Seasonal precipitation forecasting with large scale climate predictors: a hybrid ensemble empirical mode decomposition-NARX scheme

Rim Ouachani, Zoubeida Bargaoui, and Taha Ouarda

Abstract

Much of northern Tunisia regularly experiences extremes of drought and flooding, with high rainfall variability. The development of reliable and accurate seasonal rainfall forecasts can provide valuable information to help mitigate some of the outcome of floods and enhance water management and monitoring, particularly for agriculture. Whether climate indices oscillations contain some information to be useful for hydrological forecasting is worth investigating. Ensemble monthly rainfall forecasts are carried out using a hybrid neural network model. The hybrid model called EEMD-NARX based on a non-linear autoregressive network with exogenous inputs (NARX) coupled to Ensemble Empirical Mode Decomposition (EEMD) method is developed in this work. First, the EEMD is performed to extract significant information from modes of variability (IMF) associated to climate indices and precipitation. Each IMF of selected indices as well as precipitation IMFs are then used as inputs to the NARX forecasting model to forecast each IMF of precipitation. To make forecasts operational, we reconstruct precipitation by summing of all forecasted IMFs to make comparison with observed precipitation in the Medjerda river basin located in north Tunisia. Results show that IMFs of MEI and SOI indices can be distinguished from a white noise at the 95 % level. It is also found that an oscillatory forcing coming from the Atlantic influences the precipitation in the Mediterranean basin. The results indicate that exogenous inputs like climatic indices improve the accuracy of forecasts in some in some precipitation stations. The correlation coefficient between observed and forecasted monthly precipitation is ranging from 0.7 to 0.8. EEMD allows extracting significant components from exogenous inputs like climate indices that help reducing predictive uncertainty as well as improving forecasts of a NARX model at longer lead-times.

Download & links

Article (PDF, 1446 KB)

Download & links

How to cite.

Keywords

Rainfall forecasting; flood monitoring; UPH17; climate indicators; data-preprocessing; NARX

1 Introduction

Precipitation forecasting is useful for water resources and hydraulic structures management. Extreme events have devastating consequences that disfigure the nature and cause thousands of casualties. For new monitoring, good management and forecasting of floods, it is essential to go through a precipitation forecasting. Seasonal forecasting is useful for the agricultural sector which is among the key sectors of the Tunisian economy. The precipitation process is difficult to understand and to model because of the complexity of the phenomena and the atmospheric processes that generate it. Then a reliable forecast of the precipitation remains a challenge. Several methods could be used for precipitation forecasting from statistical to empirical models through the artificial intelligence models. Artificial neural networks (ANN) are robust tools for modeling and forecasting many of the nonlinear hydrological processes but their performance remains linked to the complexity of the network. Improving the performance of a neural network model can be obtained with a preprocessing of the input and output data. Among the signal preprocessing methods we found the Empirical Mode Decomposition (EMD) (Huang et al., 1998). It is one of the methods in the frequency domain that can process non-linear and non-stationary data. An application of this approach applied to environmental data analysis: rainfall, temperature, wind and streamflow analysis is presented in Rao and Hsu (2008). Kisi et al. (2014) reported the use of ANNs in forecasting hydrological variables as well as combined methods with ANNs. In their work, the EMD-ANN model was compared with the single ANN model. The optimal test results were obtained for the three-input to EMD-ANN model. Liang et al. (2021) proposed three hybrid models that couple varied pre-processing methods, which are empirical mode decomposition (EMD), ensemble empirical mode decomposition (EEMD), and empirical wavelet transform (EWT), with the nonlinear autoregressive networks with exogenous inputs (NARX) were applied to forecast tidal level.

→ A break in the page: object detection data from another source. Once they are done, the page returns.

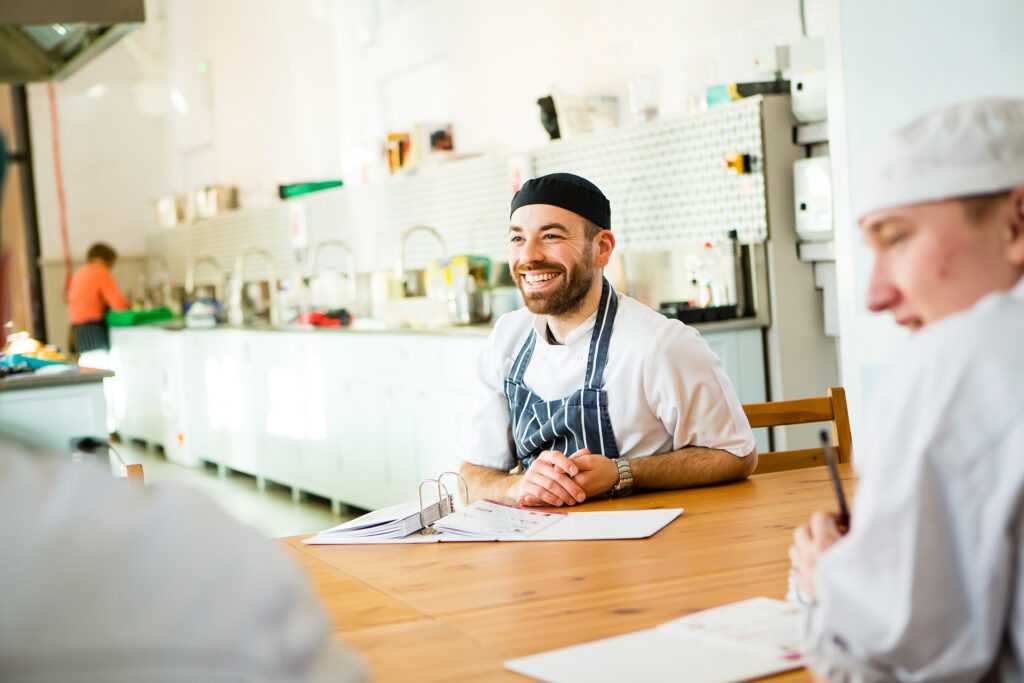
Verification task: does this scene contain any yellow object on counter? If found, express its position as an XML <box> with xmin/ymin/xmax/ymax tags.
<box><xmin>4</xmin><ymin>332</ymin><xmax>68</xmax><ymax>361</ymax></box>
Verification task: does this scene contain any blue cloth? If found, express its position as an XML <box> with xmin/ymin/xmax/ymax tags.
<box><xmin>505</xmin><ymin>280</ymin><xmax>618</xmax><ymax>467</ymax></box>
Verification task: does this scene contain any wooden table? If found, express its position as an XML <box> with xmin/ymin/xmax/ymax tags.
<box><xmin>284</xmin><ymin>465</ymin><xmax>853</xmax><ymax>681</ymax></box>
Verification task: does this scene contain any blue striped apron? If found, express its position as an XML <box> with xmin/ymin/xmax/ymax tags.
<box><xmin>505</xmin><ymin>280</ymin><xmax>618</xmax><ymax>467</ymax></box>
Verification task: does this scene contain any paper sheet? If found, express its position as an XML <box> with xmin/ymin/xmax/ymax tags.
<box><xmin>505</xmin><ymin>598</ymin><xmax>803</xmax><ymax>683</ymax></box>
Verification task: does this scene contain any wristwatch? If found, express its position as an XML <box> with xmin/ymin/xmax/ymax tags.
<box><xmin>611</xmin><ymin>458</ymin><xmax>633</xmax><ymax>497</ymax></box>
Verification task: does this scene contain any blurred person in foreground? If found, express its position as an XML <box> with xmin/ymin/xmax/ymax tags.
<box><xmin>790</xmin><ymin>98</ymin><xmax>1024</xmax><ymax>681</ymax></box>
<box><xmin>68</xmin><ymin>242</ymin><xmax>130</xmax><ymax>368</ymax></box>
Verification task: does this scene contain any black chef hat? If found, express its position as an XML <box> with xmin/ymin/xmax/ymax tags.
<box><xmin>509</xmin><ymin>173</ymin><xmax>611</xmax><ymax>229</ymax></box>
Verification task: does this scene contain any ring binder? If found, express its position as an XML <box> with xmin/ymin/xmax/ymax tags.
<box><xmin>419</xmin><ymin>472</ymin><xmax>469</xmax><ymax>536</ymax></box>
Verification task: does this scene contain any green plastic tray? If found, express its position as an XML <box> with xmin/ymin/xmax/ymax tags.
<box><xmin>106</xmin><ymin>306</ymin><xmax>174</xmax><ymax>328</ymax></box>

In spite of the generalization ability of ANNs and due to the nonlinear and non-stationary nature of the rainfall time series, it is necessary the search for analysis alternatives that improve the accuracy of predictions. Basha et al. (2015) developed a stochastic model that reproduces non-stationary oscillation (NSO) processes by employing ensemble empirical mode decomposition (EEMD) and non-parametric techniques to predict the evolution of temperature, precipitation and soil moisture. Ouachani et al. (2013) studied the effect of climate variability on precipitation in the Medjerda basin and found that indices related to ENSO as well as Mediterranean Oscillation have potential power in forecasting.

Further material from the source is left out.